Her career is intertwined with personal history, raw material for the cultural and social reflections of her works.
Between Pop Art, minimalism and the “troublesome” tradition of still life, ironically defined by the artist for the documentary insistence of Dutch culture. Captured by the symbolism of these languages, Lucia Hierro expresses herself through everyday objects of Latinx culture and New York neighborhoods, showing contrasts and connections between cultures and social classes.
Social identity is the focus of the artist’s artistic and personal journey, which translates her reflections into digital prints, sculptures, installations and narrative collages. Exploiting the sense of familiarity evoked by the materials, Lucia works by “layers of meaning” as in the Bodegon or Mercado series that tell our consumer history in an intimate and personal way.
Identification is a fundamental point of her work: “what is more personal than a material that you wear, or sleep in, or sit on?”. The object becomes a model of life, it speaks to us of the “invisible jobs” of immigrant communities, of a culture that is as fluid as it is classist and exclusive.
Lucia Hierra pursues her debate by juxtaposing familiar and unfamiliar realities and images to distort, abstract and question the place of these objects in our lives and our place in the society of objects.

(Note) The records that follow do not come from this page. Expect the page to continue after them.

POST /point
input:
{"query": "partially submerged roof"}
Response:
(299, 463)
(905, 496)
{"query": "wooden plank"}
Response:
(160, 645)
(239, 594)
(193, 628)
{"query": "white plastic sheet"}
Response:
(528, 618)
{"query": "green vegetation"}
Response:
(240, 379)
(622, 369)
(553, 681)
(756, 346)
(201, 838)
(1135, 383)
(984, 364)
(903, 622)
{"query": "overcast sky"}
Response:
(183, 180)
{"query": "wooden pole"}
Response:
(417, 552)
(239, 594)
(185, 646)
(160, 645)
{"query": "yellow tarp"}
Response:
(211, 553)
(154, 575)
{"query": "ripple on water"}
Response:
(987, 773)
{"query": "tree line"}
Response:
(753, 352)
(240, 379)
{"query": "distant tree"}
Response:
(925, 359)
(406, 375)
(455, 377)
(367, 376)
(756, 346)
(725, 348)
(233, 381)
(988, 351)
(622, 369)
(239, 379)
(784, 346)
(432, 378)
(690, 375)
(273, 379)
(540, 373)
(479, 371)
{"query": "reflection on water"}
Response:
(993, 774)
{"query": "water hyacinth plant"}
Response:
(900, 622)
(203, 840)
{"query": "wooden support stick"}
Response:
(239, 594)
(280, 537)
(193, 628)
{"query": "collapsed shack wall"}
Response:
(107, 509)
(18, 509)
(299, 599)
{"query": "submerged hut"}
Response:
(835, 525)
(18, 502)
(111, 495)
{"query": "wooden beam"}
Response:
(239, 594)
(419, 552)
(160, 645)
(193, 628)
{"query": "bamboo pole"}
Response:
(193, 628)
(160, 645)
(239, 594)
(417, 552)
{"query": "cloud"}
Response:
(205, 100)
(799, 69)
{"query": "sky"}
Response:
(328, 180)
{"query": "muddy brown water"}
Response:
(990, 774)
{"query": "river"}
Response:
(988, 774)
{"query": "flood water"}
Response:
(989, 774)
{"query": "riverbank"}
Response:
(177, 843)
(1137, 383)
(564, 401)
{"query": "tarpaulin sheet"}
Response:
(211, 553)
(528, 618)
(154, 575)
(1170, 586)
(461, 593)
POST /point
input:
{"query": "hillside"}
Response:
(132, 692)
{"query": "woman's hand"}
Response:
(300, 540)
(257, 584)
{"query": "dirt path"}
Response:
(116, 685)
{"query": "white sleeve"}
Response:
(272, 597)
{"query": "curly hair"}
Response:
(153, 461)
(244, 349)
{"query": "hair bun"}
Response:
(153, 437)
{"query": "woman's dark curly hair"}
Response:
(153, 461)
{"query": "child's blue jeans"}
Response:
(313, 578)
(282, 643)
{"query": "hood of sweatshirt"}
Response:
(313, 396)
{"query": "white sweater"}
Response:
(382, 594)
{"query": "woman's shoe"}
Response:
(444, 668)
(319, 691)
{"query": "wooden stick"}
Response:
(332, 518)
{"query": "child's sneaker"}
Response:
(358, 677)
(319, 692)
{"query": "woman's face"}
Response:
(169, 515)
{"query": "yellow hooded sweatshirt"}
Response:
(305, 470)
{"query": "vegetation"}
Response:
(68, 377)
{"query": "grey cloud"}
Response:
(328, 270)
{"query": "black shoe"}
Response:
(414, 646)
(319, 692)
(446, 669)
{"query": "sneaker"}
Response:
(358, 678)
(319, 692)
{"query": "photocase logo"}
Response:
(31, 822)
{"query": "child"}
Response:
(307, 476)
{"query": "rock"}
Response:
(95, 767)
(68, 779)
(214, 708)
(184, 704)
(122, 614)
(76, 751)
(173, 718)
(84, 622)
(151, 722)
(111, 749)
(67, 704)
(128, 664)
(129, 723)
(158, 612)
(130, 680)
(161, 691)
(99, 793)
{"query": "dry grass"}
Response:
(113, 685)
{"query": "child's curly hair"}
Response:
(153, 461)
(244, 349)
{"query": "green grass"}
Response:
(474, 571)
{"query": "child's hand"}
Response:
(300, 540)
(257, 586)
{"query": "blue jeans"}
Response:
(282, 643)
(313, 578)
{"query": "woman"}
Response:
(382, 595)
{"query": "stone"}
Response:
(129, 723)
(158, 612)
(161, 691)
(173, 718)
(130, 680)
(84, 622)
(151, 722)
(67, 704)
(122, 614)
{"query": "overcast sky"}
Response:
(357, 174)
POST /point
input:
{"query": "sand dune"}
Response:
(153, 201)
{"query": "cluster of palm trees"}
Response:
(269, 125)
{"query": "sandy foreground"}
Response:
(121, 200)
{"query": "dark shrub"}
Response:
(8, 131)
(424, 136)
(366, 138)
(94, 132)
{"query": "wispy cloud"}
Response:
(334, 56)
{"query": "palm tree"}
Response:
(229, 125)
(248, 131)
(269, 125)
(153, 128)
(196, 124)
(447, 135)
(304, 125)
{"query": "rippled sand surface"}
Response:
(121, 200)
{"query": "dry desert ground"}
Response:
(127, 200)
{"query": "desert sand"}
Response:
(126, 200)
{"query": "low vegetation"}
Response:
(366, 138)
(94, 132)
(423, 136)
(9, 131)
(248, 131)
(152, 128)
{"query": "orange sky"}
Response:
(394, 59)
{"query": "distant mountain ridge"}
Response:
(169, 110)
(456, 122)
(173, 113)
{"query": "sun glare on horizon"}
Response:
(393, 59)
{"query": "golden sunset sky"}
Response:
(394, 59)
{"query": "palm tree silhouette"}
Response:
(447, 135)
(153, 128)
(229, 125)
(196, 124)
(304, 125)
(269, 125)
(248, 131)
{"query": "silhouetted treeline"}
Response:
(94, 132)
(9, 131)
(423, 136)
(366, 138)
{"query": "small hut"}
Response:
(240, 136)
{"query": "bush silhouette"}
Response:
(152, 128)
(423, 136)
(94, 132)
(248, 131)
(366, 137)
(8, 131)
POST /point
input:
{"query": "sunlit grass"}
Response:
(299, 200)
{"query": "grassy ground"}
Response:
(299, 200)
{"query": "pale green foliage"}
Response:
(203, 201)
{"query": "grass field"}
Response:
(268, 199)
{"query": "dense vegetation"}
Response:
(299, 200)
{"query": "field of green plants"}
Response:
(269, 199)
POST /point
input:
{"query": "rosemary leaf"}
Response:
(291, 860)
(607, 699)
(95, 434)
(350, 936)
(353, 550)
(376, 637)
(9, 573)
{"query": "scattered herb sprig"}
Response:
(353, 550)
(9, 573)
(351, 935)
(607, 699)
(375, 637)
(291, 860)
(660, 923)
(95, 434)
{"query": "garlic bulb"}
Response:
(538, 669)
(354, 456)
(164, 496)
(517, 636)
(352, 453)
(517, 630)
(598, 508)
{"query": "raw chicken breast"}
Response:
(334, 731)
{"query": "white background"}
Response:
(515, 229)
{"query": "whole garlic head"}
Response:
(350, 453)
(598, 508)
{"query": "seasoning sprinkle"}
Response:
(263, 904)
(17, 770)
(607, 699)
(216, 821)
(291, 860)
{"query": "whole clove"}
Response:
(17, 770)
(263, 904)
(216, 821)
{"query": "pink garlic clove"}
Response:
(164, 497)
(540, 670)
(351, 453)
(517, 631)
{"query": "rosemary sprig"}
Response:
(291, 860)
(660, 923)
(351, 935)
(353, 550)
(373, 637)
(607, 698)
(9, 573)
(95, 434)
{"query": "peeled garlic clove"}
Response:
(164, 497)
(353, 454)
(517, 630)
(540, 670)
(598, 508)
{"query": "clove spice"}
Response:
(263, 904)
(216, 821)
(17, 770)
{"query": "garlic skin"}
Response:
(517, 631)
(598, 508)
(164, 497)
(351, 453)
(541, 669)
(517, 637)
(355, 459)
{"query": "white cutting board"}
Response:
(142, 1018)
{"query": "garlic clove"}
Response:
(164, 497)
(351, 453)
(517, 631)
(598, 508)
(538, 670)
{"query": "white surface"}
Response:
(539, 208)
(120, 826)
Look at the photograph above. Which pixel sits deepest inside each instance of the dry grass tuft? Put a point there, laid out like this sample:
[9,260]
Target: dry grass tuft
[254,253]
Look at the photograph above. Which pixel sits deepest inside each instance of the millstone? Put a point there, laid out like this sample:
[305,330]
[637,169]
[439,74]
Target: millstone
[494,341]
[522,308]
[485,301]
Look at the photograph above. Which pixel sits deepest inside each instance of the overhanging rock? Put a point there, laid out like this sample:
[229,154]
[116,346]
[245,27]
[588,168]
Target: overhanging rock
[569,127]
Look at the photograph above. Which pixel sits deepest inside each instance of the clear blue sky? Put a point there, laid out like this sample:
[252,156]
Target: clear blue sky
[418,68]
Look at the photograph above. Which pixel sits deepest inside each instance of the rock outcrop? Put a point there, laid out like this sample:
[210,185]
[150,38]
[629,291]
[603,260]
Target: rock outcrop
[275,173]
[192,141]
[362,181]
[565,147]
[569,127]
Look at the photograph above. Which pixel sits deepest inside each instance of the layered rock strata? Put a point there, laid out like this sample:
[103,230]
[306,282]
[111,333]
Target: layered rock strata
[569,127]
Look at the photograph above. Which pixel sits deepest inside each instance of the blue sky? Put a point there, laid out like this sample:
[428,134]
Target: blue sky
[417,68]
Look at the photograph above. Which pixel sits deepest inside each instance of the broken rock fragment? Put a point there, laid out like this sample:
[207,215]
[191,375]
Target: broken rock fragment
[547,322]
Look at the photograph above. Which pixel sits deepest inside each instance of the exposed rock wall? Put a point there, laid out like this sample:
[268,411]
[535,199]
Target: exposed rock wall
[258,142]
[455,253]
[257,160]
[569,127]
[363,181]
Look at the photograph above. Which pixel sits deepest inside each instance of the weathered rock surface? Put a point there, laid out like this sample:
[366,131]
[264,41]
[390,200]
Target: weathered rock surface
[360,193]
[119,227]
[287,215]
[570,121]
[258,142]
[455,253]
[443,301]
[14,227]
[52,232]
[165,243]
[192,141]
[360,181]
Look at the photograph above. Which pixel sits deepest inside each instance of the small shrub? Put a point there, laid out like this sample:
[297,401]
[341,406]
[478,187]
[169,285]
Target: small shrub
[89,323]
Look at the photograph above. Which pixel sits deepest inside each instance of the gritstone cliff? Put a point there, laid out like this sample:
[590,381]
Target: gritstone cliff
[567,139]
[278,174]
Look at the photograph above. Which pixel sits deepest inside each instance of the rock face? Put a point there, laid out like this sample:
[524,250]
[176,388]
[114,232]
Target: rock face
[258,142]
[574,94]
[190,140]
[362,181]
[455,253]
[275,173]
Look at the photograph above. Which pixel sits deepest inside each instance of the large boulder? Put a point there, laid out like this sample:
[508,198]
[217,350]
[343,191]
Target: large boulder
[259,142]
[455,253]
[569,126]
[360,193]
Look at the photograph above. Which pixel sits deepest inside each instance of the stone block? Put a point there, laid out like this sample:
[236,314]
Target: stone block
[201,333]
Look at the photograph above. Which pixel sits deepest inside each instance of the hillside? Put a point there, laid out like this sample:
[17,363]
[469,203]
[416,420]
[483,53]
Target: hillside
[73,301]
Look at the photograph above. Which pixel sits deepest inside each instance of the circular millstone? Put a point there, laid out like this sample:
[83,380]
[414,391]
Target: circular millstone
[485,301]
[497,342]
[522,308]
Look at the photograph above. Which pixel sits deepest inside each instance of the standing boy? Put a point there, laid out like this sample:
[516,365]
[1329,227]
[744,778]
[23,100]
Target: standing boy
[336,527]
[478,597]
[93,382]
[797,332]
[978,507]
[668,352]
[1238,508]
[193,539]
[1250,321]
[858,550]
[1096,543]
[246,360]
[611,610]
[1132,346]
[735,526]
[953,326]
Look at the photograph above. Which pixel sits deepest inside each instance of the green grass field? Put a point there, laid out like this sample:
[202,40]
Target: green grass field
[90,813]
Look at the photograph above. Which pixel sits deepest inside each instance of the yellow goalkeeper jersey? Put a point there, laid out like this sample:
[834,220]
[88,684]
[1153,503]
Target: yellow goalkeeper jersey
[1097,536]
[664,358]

In this reality, consumerism dictates the rules and the giant transparent shopping bags full of all kinds of items become the synonym of our daily life. In front of Lucia Hierro’s works we feel suspended between a personal, subjective narration and a collective discourse that challenges each of us.
The objects are the currency of our time, as each one varies we see a different model of living, “even if you do not see a specific face, the human condition is everywhere”.